I've encountered a number of surprises after switching from teaching to researching, but perhaps none have been more notable than the role of complicated statistical methods in education research. It seems that, historically, education research has been denigrated as non-rigorous but that, currently, the trend is toward more quantitative methods -- much of which is done by economists. Pick up virtually any journal and you'll find an article with statistical tables and strings of Greek letters that 99% of the population won't understand. In some cases this is a good thing, but in some cases I'm not so sure that it's not hurting the field. And the question still remains: why have increasingly complicated statistical models become so commonplace in educational research?

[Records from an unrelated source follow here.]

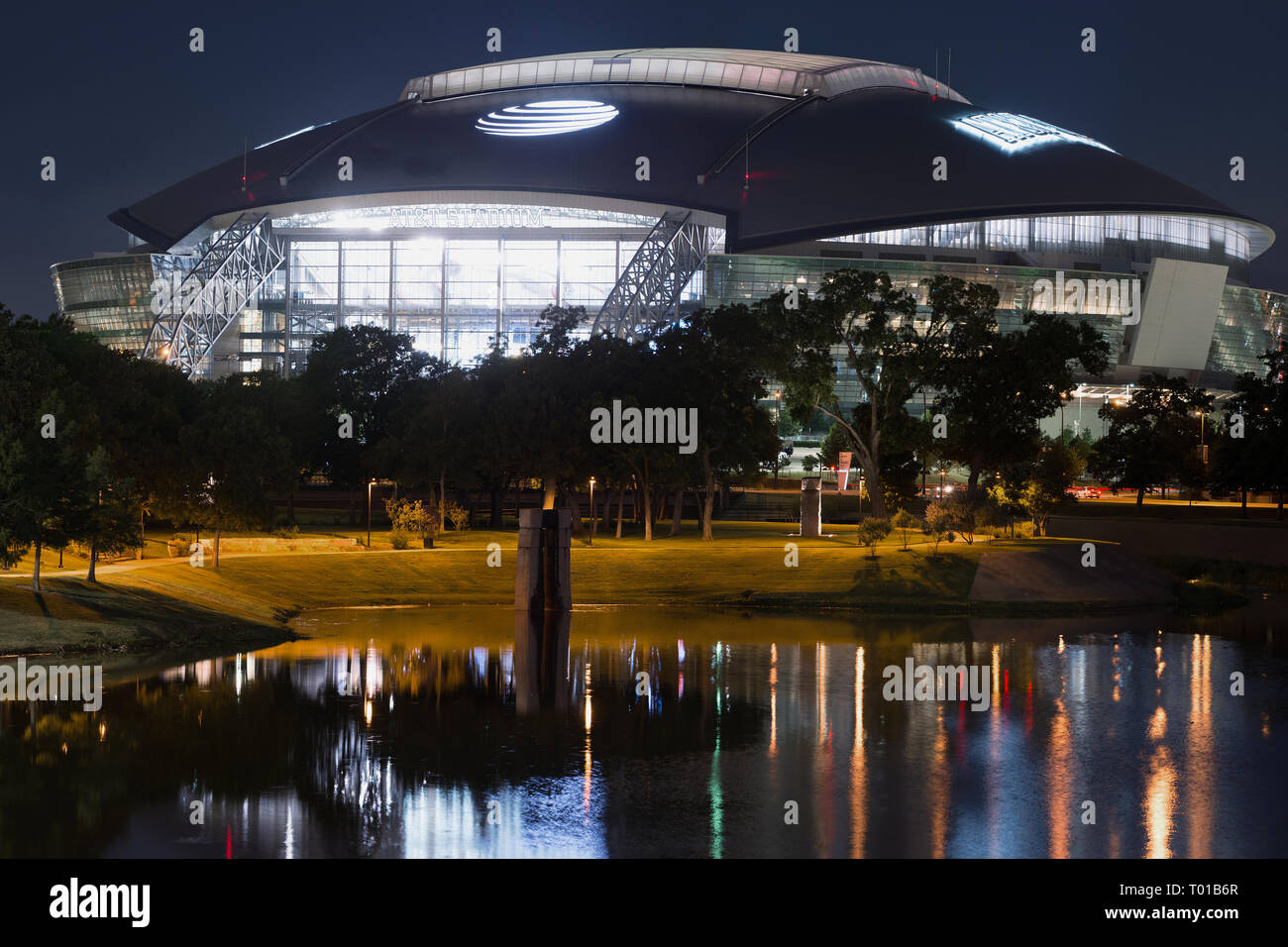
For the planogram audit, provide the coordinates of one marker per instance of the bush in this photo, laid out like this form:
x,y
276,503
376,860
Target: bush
x,y
905,522
458,515
412,517
872,531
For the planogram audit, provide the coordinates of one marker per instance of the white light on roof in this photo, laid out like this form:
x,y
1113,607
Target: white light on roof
x,y
546,119
1012,132
291,136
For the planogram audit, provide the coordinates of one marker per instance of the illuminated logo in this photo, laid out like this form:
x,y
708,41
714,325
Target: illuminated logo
x,y
546,119
1018,132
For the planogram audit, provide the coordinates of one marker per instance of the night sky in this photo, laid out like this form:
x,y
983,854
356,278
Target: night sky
x,y
115,95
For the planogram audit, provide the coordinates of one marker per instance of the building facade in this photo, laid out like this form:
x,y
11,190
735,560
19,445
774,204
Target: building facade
x,y
644,183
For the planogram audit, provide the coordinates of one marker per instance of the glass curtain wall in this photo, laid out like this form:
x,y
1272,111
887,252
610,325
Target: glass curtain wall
x,y
452,294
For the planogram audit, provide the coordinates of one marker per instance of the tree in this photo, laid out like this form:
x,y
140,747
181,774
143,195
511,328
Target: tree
x,y
1150,434
1249,449
996,386
1038,486
235,458
46,437
357,372
715,360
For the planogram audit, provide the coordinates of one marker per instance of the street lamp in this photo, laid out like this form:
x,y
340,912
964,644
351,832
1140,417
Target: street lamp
x,y
778,453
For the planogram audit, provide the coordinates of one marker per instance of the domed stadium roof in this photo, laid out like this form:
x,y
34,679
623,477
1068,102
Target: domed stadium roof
x,y
781,147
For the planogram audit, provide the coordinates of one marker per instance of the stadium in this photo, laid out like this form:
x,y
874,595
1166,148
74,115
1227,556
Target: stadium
x,y
644,183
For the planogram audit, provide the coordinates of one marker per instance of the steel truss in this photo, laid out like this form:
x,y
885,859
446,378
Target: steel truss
x,y
648,291
214,292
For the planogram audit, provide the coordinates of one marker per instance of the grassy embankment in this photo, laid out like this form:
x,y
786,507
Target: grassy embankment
x,y
163,603
166,603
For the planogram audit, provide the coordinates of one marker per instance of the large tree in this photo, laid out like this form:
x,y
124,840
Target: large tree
x,y
1153,436
890,350
996,386
351,384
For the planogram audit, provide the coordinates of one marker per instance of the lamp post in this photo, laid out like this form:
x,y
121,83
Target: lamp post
x,y
778,453
370,484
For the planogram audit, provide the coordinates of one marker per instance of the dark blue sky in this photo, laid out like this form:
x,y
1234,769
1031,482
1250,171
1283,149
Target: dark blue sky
x,y
115,95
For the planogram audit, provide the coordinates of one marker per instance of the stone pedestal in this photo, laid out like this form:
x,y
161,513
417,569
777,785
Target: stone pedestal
x,y
811,505
542,579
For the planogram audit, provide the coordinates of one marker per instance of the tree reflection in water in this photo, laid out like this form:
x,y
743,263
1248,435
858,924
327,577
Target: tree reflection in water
x,y
478,732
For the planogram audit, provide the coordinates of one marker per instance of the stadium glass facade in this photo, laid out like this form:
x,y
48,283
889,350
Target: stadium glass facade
x,y
458,278
454,278
1248,321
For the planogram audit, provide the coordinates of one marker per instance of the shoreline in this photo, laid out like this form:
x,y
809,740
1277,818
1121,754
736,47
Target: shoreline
x,y
250,602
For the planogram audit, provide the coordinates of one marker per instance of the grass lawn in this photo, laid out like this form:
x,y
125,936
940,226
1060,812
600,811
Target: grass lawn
x,y
166,603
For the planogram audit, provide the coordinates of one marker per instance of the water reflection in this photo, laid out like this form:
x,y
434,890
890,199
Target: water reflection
x,y
476,732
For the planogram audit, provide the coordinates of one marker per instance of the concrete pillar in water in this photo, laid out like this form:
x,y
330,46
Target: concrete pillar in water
x,y
542,579
541,661
811,505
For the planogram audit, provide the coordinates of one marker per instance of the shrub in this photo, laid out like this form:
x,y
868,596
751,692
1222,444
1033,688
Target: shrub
x,y
905,522
458,515
412,517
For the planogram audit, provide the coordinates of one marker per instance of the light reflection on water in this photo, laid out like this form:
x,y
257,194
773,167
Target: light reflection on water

Let me start with an anecdote (a decidedly non-rigorous research method):
When I presented my paper on teacher retention at a conference earlier this month, there were apparently a number of audience members who had not been trained in statistics (I used some fairly basic ones for my analysis). I didn't really receive any criticism about the presentation, and the feedback seemed to indicate that most people didn't really understand the tables I'd presented. Afterwards, one guy walked up to me and said "you lost me on the statistics, so I'll take your word for it."

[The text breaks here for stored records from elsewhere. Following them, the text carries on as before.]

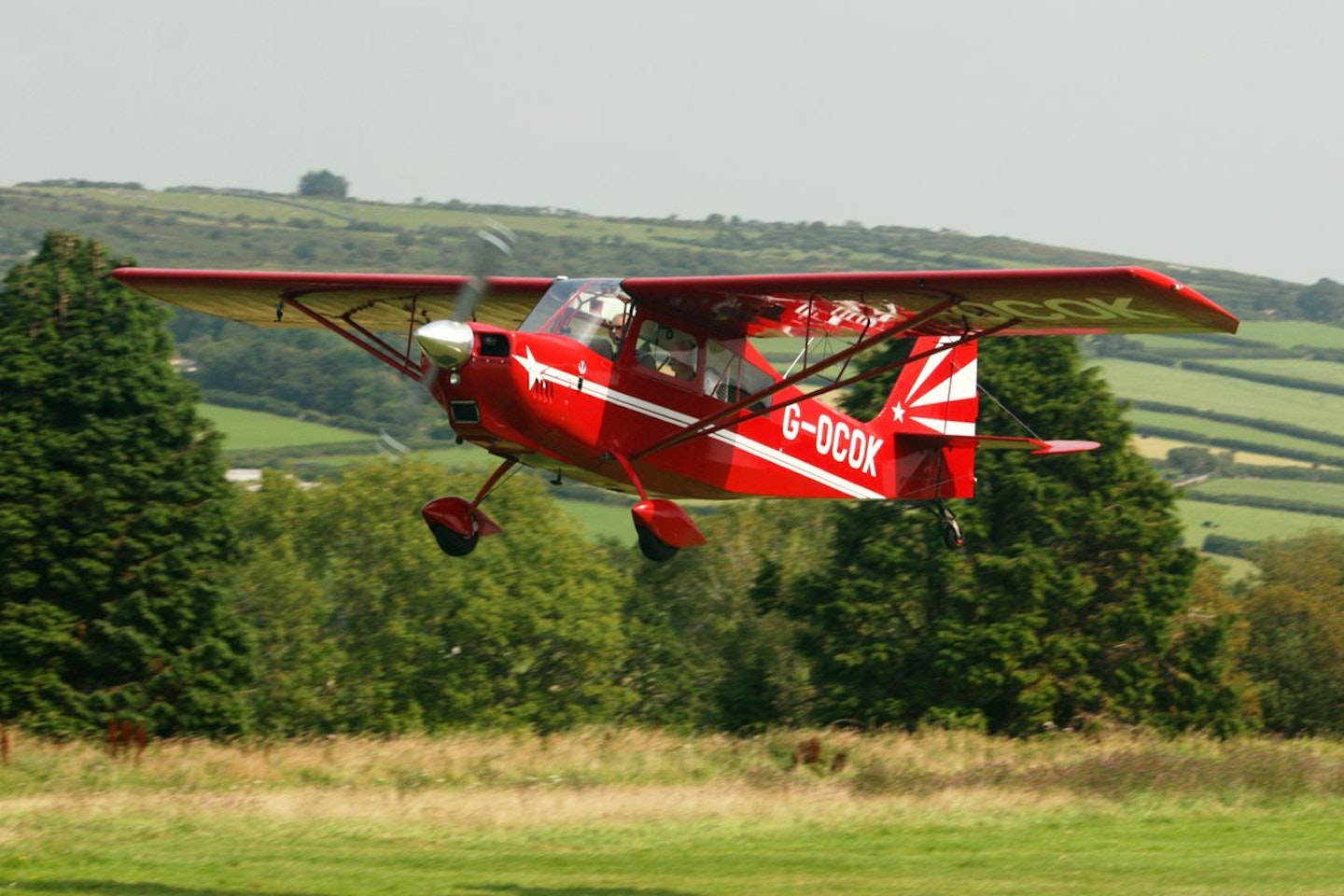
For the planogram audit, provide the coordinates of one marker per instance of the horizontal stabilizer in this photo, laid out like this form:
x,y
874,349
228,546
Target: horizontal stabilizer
x,y
1022,443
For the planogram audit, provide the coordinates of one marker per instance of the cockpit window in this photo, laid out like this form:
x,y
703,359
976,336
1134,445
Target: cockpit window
x,y
593,312
666,351
729,376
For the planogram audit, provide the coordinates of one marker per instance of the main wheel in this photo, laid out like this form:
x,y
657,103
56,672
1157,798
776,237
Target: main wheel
x,y
653,547
452,543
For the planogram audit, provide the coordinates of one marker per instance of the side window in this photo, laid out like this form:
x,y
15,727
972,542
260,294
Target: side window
x,y
730,378
666,351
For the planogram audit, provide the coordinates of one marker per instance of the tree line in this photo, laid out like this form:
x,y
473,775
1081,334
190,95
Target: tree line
x,y
134,583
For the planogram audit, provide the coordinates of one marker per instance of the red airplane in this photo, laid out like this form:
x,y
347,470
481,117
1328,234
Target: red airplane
x,y
653,385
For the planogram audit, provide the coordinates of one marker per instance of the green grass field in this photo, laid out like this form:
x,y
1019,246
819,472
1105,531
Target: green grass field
x,y
253,430
1325,493
1248,523
623,813
1209,391
1315,371
1142,418
1281,333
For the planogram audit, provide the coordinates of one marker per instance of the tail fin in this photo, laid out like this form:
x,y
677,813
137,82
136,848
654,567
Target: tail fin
x,y
931,414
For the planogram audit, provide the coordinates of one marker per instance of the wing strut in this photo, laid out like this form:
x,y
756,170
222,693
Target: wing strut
x,y
370,343
720,419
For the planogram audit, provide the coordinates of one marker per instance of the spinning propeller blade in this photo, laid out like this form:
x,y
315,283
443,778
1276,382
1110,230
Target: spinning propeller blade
x,y
448,343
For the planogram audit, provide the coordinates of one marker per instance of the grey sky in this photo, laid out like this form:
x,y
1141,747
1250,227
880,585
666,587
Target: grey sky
x,y
1197,132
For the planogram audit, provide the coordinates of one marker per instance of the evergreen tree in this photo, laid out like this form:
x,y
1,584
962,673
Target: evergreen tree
x,y
113,513
1070,602
363,623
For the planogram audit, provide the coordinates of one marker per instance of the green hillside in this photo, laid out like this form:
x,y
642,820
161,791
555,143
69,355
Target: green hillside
x,y
1243,413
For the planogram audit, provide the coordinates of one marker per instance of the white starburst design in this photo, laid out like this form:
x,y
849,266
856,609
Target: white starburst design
x,y
534,369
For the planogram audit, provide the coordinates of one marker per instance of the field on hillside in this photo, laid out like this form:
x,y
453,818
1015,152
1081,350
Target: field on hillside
x,y
196,227
636,812
1255,441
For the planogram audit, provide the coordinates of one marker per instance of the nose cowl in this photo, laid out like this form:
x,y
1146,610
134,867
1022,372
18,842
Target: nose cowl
x,y
446,343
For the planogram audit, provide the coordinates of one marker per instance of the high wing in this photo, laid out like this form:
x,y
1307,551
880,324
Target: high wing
x,y
372,302
1011,302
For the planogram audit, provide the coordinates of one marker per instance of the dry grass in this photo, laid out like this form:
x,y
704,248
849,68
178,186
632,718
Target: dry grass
x,y
607,777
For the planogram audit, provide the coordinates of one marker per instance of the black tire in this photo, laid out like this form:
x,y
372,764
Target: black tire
x,y
653,547
452,543
952,535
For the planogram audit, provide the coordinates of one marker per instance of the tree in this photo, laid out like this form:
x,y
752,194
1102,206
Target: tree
x,y
1295,653
1072,596
323,184
115,513
363,624
710,642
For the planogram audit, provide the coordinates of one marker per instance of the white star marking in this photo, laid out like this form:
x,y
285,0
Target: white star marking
x,y
534,369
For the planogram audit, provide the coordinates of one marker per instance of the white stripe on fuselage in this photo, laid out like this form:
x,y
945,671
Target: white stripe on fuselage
x,y
538,371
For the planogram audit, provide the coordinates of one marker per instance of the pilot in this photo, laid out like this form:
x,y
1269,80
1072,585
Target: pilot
x,y
616,330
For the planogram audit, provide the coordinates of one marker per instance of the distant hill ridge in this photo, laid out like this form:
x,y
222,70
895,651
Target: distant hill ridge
x,y
234,227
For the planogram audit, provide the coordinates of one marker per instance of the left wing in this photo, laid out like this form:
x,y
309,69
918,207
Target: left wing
x,y
1013,302
372,302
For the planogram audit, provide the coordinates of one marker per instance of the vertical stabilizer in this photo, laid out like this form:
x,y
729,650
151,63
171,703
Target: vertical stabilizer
x,y
933,400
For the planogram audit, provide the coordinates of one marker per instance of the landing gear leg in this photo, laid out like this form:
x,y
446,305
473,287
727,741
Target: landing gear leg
x,y
458,525
663,526
652,546
952,535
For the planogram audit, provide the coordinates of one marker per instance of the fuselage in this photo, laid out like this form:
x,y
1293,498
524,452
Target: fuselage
x,y
590,381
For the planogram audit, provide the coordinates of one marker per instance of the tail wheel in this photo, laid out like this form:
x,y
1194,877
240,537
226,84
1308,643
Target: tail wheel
x,y
653,547
952,535
452,543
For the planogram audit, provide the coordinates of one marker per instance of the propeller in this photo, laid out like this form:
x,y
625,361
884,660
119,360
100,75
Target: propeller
x,y
448,343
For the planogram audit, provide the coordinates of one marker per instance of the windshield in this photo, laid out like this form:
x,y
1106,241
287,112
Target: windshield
x,y
589,311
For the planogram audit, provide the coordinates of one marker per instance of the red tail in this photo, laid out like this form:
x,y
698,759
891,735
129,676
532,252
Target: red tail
x,y
933,403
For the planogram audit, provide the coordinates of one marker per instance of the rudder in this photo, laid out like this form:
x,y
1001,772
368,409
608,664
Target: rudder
x,y
933,403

At the time, I chuckled and continued with the conversation. But, in retrospect, this troubles me. Why should he take my word for it? Just because I used some statistics that he didn't understand? And it got me thinking. Does this happen on a larger scale as well? Are people scared to argue with the methods in these papers because they don't understand them? Do some people take economists and others at their word when they do complicated statistical analyses b/c they simply assume that, since they don't understand them, they must be thorough and correct?
Probably the other most notable thing I've learned is that there is no such thing as a perfect research study -- every single one has significant flaws (at least in the social sciences, I claim ignorance on physicists observing quarks). Part of the motivation for this post was the conversation in which I found myself embroiled on another website (here) . The blog post and comments seem (at least to me) to assume that the results of the study provide a definitive answer -- in part b/c it uses incredibly complicated statistics. The paper is better than most, so I hesitate to use it as an example, but, nonetheless, it has flaws and limitations -- just like any other. And I wonder if the methods were more accessible and understandable if people would be so willing to accept the findings without further discussion.